Il lui a répondu que la chaleur dans le laboratoire était trop élevée pour préparer les moulages, ce dont à convenu Monsieur Y....

Le lendemain matin, il s'est vu refuser l'accès à son poste de travail, en présence de ses collègues et sans aucune explication.

Il s'est à nouveau présenté sur son lieu de travail le lendemain vendredi 26 mars en demandant à travailler, ce que Monsieur Y... a refusé en lui annonçant qu'il allait le licencier.

Il lui a alors demandé l'autorisation de s'absenter le samedi 27 mars pour assister à l'inhumation de sa mère, ce à quoi Monsieur Y... lui a répondu qu'il ne travaillait plus et qu'il pouvait prendre ses affaires.

Néanmoins et par lettre datée de ce même 26 mars 2004, il a fait part à son employeur qu'il demeurait à sa disposition pour continuer de travailler à son service et il lui précisait in fine qu'il pouvait lui laisser samedi (27 mars) un message sur son répondeur en ce sens.

Le samedi 27 mars 2004 à 20 heures 29 Monsieur Y... lui a téléphoné et a laissé un message sur son répondeur lui confirmant qu'il était inutile qu'il vienne travailler le dimanche 28 mars, le mardi 30 non plus et qu'un courrier doit suivre.

Monsieur X... affirme enfin que c'est le 29 mars 2004 seulement qu'il a reçu de son employeur la lettre le convoquant le 6 avril 2004 à l'entretien préalable à son licenciement envisagé, soit à une date postérieure à la notification que lui a verbalement faite celui- ci de la rupture de leurs relations contractuelles.
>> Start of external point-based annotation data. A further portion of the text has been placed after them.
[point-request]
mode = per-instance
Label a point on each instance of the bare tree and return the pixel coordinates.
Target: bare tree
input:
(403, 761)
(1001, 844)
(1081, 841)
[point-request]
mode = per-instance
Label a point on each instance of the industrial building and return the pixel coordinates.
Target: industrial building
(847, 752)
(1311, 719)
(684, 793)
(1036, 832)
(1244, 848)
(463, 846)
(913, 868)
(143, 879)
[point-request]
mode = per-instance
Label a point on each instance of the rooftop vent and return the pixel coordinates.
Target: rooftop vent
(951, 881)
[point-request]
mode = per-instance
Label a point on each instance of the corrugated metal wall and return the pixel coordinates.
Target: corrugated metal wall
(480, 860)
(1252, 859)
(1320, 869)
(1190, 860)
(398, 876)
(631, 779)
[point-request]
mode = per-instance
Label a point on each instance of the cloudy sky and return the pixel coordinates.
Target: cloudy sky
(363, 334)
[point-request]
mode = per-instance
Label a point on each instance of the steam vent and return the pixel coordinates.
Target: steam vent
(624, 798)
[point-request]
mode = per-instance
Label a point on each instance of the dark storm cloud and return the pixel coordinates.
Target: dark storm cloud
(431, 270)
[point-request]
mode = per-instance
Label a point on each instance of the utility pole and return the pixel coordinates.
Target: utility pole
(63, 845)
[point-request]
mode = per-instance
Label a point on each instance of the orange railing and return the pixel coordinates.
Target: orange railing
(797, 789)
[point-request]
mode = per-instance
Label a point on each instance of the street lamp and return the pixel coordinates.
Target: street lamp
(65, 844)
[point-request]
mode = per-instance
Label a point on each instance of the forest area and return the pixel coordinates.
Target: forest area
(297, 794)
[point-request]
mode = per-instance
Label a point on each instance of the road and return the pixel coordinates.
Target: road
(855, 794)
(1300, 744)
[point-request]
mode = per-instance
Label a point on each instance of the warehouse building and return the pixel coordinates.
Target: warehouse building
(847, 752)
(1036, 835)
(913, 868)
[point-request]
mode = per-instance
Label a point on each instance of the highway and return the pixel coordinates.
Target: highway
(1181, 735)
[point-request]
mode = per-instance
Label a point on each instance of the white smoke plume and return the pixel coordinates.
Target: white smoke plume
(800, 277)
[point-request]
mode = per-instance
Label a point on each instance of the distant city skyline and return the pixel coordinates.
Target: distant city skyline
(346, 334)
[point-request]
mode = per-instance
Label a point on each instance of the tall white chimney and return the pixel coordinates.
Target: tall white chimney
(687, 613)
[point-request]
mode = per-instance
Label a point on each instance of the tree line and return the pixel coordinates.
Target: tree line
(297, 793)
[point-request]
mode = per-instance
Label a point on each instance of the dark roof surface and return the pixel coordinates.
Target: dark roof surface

Monsieur Y..., employeur de Monsieur X..., conteste sa relation des faits et soutient pour sa part que celui- ci a subitement quitté son poste de travail le mercredi 24 mars 2004, à une heure qu'il ne précise pas, sans donner aucune explication.

Il confirme par contre qu'il est revenu en fin d'après- midi du même jour et qu'il lui alors demandé des explications, non pas sur les raisons de son brusque départ du même jour, mais sur celles pour lesquelles il n'avait pas préparé suffisamment de moulages en chocolat en vue de la préparation des fêtes de Pâques, qu'un vif échange entre eux s'en est suivi et qu'il a à nouveau abandonné son poste de travail " en claquant la porte ".

La version de l'employeur diffère encore de celle de son chef pâtissier en ce qu'il affirme que c'est seulement le vendredi 26 mars au matin, et non pas le jeudi 25, que celui- ci s'est à nouveau présenté à son travail, lui annonçant alors, pour la première fois, le décès de sa mère survenu l'avant veille et c'est à raison de cette annonce, affirme- t- il, qu'il l'a dispensé de venir travailler.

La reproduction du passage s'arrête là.